Editing conventions

Parameter coding

Each interview is provided with five parameter codes adapted from the Helsinki Corpus of English Texts (HC). The parameters give

  • B: the HD file code (<B DICAM13>)
  • N: the county, village, informant information (|N_CAM_LANDBEACH_SJ)
  • Y: the age(s) of the informant(s) (<Y 86>)
  • X: the sex of the informant(s) (<X FEMALE>)
  • H: the occupation(s) of the informant(s) (<H HOUSEWIFE>)
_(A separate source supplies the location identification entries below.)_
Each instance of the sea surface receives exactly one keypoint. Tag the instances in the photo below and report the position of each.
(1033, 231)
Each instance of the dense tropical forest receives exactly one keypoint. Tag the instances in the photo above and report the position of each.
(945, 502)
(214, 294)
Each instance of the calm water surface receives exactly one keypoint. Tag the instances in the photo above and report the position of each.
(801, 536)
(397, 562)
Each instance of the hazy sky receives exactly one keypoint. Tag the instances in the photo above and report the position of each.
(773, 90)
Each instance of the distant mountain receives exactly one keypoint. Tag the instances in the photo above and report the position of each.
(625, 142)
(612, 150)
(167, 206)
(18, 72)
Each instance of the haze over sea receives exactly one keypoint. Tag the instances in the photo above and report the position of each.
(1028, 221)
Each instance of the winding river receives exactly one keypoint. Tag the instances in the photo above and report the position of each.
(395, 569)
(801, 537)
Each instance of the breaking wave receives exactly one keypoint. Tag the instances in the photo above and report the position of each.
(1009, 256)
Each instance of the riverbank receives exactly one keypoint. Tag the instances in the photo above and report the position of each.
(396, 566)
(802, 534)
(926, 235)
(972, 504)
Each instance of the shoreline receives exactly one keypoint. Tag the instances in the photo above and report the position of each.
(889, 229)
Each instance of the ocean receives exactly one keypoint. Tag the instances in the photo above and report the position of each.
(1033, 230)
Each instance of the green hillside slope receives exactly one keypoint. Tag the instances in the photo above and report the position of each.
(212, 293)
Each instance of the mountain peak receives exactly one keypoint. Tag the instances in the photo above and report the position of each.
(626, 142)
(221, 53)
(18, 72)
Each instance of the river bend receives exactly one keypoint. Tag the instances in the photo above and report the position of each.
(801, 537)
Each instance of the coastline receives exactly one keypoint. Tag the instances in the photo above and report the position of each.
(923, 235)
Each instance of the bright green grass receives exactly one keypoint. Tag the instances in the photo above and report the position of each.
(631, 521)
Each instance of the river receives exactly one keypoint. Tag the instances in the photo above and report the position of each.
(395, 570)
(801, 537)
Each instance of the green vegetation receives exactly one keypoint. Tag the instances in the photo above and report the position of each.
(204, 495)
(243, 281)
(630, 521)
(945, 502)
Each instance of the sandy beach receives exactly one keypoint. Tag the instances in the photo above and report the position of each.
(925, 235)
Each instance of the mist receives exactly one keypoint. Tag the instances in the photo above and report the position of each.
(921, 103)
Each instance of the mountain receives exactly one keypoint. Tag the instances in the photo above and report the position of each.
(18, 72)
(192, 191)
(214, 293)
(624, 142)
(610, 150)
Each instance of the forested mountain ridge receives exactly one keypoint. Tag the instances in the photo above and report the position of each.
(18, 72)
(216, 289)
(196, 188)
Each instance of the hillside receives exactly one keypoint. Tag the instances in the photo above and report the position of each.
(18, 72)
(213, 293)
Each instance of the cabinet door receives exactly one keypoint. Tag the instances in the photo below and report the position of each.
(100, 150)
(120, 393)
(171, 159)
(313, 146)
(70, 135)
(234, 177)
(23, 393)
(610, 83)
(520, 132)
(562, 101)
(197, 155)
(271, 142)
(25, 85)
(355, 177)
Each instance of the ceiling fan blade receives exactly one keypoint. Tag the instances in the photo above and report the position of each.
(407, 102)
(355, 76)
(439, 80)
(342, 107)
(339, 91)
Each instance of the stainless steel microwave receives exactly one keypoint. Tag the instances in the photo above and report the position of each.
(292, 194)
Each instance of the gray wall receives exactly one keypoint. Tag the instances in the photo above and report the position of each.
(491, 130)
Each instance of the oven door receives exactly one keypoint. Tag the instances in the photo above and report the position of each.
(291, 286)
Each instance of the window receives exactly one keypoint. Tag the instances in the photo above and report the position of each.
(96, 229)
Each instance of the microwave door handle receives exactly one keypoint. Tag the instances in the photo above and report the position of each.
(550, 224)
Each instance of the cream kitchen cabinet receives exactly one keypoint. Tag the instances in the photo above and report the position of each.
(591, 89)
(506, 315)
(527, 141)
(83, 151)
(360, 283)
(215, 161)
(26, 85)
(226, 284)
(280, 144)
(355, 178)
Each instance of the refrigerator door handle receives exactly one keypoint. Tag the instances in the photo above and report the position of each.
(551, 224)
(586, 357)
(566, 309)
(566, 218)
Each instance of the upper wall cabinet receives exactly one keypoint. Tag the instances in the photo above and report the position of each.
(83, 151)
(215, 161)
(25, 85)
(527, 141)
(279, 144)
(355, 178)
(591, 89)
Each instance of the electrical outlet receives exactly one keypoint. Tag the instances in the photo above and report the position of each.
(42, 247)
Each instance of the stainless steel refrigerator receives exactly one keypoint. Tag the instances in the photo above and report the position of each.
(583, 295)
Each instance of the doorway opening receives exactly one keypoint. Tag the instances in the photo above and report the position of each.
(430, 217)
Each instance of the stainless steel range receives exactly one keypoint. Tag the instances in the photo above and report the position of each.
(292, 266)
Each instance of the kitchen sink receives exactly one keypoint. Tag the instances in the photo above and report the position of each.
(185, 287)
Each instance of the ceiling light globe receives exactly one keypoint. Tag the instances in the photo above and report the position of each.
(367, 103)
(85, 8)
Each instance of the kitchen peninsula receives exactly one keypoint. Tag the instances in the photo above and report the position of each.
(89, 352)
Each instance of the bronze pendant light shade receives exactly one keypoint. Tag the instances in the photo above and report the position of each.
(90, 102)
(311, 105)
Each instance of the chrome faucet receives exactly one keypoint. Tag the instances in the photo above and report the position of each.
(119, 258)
After the main parameter codes the following details can also be seen:

  • the digital archive code (Dig. CAM32A)
  • the length of the tape in minutes (47:37 min)
  • the year or date of the recording with the fieldworker's initials (Rec 1974 by AO)
  • the initials of the transcriber (Transcribed by AO)
  • the total and the stripped word counts (Our WC 6,075, stripped WC 5,796)
  • the number of archive pages (41 archive pages)
  • the date of the final computer manuscript (CMS 9.1.2001)


<Y 86>

[Dig. CAM32A. 47:37 min. Rec 1974 by AO. Transcribed by AO. Our WC 6,075, stripped WC 5,796. 41 archive pages. CMS 9.1.2001]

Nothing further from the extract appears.